This article quickly describes how we handled the transit of external-generated customers events toward our internal Kafka cluster and how we built a reliable failover system using Flume-NG.
We started to work with Apache Flume on its 0.9 version since the beginning, because it was fitting well our need to make internet events landing into a first dumb backet, before being processed.
Flume and the old structure
In brief, the architecture of the old Flume centralizes all the logical agents configuration into a Master Flume server, which is constantly able to communicate and push changes. A new Flume agent hence, needs to be initialized against this master and a master/agent communication must be open all the time.
That said, it’s easy to consider that such architecture is not the best for scaling up in general and can be a bottleneck if you think about autoscaling or multi-region setup.
So, with the need of opening new countries, we started to upgrade to Flume-NG, attracted by its masterless architecture.
From the beginning, Flume-NG was easier to setup, even from a provisioning prospective, compared to its predecessor. A source/sink setup now is living on each agent independently.
In our case and as example for this article, we are working with Flume-NG 1.6, using THRIFT as source and KAFKA as remote sink:
Flume 0.x and Disk Failover
However, a very special out-of-the-box feature shipped with Flume 0.x was apparently lost in Flume-NG, the “diskFailover”, which simply stores events on a local disk when a remote sink is down.
It took me some time to understand that the sink-on-disk feature was not actually missing, but rather, with Flume-NG we could have relied on more options for auto-failing over. So, instead of a single sink-to-disk option, we can now configure on a pool of real sinks that will take place in the failover system following a specific priority.

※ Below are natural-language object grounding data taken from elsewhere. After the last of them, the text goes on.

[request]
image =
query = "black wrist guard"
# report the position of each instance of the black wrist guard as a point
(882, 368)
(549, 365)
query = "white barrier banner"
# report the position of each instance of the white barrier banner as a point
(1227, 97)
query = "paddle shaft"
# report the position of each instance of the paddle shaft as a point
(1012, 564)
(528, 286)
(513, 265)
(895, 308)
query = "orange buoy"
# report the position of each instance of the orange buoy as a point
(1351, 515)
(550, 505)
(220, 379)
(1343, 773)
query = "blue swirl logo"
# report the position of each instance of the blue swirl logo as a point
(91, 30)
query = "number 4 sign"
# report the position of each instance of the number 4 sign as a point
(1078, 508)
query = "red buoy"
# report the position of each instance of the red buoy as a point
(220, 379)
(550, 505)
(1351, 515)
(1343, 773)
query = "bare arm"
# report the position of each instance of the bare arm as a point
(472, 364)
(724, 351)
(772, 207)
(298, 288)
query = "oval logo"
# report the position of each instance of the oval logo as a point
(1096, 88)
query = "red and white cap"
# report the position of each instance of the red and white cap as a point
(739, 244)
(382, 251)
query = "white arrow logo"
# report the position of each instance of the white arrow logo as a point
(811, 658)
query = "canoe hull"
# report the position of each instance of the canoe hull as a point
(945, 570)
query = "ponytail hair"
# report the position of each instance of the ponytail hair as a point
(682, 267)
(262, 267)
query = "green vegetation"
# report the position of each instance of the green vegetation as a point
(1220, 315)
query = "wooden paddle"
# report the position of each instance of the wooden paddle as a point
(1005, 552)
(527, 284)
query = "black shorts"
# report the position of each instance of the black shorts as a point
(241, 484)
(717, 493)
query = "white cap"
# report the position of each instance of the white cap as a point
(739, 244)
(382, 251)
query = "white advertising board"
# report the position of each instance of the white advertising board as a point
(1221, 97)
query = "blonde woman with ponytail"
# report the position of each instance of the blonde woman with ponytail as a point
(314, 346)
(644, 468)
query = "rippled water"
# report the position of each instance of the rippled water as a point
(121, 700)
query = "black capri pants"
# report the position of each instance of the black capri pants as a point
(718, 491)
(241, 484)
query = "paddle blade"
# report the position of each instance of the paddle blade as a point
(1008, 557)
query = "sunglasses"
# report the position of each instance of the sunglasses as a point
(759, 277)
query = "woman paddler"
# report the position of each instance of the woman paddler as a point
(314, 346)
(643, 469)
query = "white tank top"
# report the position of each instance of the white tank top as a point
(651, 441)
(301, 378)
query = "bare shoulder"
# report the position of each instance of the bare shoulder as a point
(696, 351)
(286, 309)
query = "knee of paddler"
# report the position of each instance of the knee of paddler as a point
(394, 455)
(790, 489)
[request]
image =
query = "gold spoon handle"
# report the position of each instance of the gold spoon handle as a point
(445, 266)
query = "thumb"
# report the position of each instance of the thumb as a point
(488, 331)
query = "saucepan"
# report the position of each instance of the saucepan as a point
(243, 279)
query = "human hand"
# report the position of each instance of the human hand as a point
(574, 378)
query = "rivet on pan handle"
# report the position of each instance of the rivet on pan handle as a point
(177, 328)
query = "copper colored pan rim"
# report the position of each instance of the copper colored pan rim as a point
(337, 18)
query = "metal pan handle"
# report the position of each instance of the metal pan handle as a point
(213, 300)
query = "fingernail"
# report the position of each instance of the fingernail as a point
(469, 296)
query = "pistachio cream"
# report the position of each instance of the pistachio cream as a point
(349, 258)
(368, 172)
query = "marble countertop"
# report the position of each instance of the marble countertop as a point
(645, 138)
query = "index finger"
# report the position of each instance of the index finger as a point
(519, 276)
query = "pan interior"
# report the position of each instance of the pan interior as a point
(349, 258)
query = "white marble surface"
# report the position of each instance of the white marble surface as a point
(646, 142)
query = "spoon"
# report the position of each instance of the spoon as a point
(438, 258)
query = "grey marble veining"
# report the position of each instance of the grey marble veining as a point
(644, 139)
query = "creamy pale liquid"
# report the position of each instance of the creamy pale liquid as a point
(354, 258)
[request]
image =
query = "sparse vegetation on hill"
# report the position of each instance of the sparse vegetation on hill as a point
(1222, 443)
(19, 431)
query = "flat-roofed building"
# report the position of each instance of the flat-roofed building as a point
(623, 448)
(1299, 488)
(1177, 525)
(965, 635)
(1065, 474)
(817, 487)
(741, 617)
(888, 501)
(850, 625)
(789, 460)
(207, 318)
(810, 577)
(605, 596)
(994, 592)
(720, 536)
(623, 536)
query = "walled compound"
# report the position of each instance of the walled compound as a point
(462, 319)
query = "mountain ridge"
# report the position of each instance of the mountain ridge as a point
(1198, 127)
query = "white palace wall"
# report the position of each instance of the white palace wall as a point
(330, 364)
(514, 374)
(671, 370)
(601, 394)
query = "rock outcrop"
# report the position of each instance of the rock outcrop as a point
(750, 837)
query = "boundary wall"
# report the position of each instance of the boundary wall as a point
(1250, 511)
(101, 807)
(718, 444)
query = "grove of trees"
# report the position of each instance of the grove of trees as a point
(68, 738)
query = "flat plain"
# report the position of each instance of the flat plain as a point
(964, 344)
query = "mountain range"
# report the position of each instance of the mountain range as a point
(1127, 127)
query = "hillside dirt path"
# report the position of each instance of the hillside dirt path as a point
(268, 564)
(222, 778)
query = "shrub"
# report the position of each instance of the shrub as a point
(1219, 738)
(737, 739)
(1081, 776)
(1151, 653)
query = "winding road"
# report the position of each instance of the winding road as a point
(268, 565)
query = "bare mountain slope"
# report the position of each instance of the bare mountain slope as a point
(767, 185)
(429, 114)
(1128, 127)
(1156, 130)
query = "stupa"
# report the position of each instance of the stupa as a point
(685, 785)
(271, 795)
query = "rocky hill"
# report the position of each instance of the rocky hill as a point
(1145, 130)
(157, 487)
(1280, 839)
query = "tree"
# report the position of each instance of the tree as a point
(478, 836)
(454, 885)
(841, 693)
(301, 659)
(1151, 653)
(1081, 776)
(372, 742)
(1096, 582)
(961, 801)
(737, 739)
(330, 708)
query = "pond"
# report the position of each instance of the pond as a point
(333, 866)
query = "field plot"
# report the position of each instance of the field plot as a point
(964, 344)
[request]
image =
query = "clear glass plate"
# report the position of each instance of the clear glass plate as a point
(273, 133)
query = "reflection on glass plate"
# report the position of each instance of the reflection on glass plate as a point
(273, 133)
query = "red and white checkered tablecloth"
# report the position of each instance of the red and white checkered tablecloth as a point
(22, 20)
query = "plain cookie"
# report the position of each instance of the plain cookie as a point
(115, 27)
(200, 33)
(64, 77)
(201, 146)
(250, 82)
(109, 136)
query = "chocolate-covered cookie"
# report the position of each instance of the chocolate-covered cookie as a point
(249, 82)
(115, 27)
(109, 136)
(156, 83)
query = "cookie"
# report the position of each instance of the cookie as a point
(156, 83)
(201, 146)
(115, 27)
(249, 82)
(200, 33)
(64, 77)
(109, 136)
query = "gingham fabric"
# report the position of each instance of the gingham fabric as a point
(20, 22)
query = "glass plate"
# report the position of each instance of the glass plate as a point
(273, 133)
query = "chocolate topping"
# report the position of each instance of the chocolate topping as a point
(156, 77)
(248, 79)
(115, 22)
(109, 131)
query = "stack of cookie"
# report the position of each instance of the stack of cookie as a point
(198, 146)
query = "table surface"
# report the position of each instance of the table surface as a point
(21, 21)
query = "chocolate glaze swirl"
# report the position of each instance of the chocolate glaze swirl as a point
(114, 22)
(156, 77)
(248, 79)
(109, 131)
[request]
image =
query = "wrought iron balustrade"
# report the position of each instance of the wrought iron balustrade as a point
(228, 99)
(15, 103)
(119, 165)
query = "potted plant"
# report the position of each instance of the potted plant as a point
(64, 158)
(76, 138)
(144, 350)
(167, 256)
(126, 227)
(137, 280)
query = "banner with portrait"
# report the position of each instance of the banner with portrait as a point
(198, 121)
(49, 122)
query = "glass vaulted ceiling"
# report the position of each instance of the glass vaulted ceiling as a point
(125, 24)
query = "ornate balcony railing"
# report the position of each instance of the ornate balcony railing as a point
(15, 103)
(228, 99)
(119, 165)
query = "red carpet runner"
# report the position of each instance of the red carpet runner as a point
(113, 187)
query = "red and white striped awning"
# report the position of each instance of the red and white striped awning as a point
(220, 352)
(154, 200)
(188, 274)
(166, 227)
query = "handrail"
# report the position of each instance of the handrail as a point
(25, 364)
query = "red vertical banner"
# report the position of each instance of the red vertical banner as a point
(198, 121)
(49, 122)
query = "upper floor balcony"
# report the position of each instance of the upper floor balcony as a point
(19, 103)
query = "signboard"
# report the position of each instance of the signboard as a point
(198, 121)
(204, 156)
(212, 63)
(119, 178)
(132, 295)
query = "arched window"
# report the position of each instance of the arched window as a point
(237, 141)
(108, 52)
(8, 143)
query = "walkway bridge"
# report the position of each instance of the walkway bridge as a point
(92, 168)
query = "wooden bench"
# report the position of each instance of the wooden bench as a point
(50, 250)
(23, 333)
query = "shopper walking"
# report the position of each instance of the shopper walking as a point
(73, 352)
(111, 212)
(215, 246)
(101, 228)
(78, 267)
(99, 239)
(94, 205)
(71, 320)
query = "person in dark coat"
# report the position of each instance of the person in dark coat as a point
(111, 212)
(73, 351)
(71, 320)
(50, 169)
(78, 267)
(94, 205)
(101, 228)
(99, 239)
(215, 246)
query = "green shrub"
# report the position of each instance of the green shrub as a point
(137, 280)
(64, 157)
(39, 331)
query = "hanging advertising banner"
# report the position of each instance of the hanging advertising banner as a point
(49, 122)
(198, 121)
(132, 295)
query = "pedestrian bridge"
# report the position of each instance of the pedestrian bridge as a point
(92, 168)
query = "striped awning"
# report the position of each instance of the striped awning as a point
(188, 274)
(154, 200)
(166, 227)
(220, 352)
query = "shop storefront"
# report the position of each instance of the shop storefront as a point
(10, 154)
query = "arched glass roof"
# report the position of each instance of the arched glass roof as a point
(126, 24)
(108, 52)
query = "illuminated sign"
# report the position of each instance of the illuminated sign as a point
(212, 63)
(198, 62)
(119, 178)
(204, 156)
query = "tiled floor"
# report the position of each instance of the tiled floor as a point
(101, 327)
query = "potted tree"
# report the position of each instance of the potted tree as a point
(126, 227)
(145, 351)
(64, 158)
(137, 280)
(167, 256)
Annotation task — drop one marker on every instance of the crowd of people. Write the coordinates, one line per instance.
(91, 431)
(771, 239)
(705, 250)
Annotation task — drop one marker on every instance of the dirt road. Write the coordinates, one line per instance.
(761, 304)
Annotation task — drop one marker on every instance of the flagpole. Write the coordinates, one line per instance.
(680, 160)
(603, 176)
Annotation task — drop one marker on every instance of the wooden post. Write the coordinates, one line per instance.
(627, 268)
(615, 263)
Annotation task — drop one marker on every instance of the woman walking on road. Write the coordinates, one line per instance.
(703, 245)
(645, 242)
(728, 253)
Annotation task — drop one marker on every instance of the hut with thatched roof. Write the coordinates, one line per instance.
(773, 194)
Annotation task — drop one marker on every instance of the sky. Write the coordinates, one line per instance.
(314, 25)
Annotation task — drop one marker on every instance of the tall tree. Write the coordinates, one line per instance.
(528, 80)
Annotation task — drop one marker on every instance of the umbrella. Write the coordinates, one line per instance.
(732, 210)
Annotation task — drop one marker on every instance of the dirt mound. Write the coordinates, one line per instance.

However, despite the many choices, the idea to keep unsent events to the disk was still the best suitable option for us. The following, shows how we achieved this feature using Flume-NG and which kind of problems we eventually solved.
Analysis of the new sink pool
So, as previously said, in order to achieve pretty much the same type of “DiskFailover” feature, we configured what, in Flume-NG, is called the Failover Group of sinks. In our case, it will only include Kafka (main sink) and Fileroll sink (failover), used to write on the disk in case Kafka is unavailable.
The Flume-NG agent sink group is defined as g1 here since you can have as many groups as you need. The last line is utilized to determine the type of the group, in our case failover (it can also be load balancer, for instance):
# FAILOVER GROUP
agent1.sinkgroups.g1.sinks = kafka fileroll
agent1.sinkgroups.g1.processor.type = failover
Now we assign a prio among the sinks:
agent1.sinkgroups.g1.processor.priority.kafka = 10
agent1.sinkgroups.g1.processor.priority.fileroll = 5
If the highest prio sink is down, let the lower prio sink take over. When the highest prio is available again, get back to it:
A spool directory
After a failover episode, we end up having some events collected locally that we still want to send over the main sink in a reasonable time. However, in our specific case, the arrival order of the events on Kafka is not important.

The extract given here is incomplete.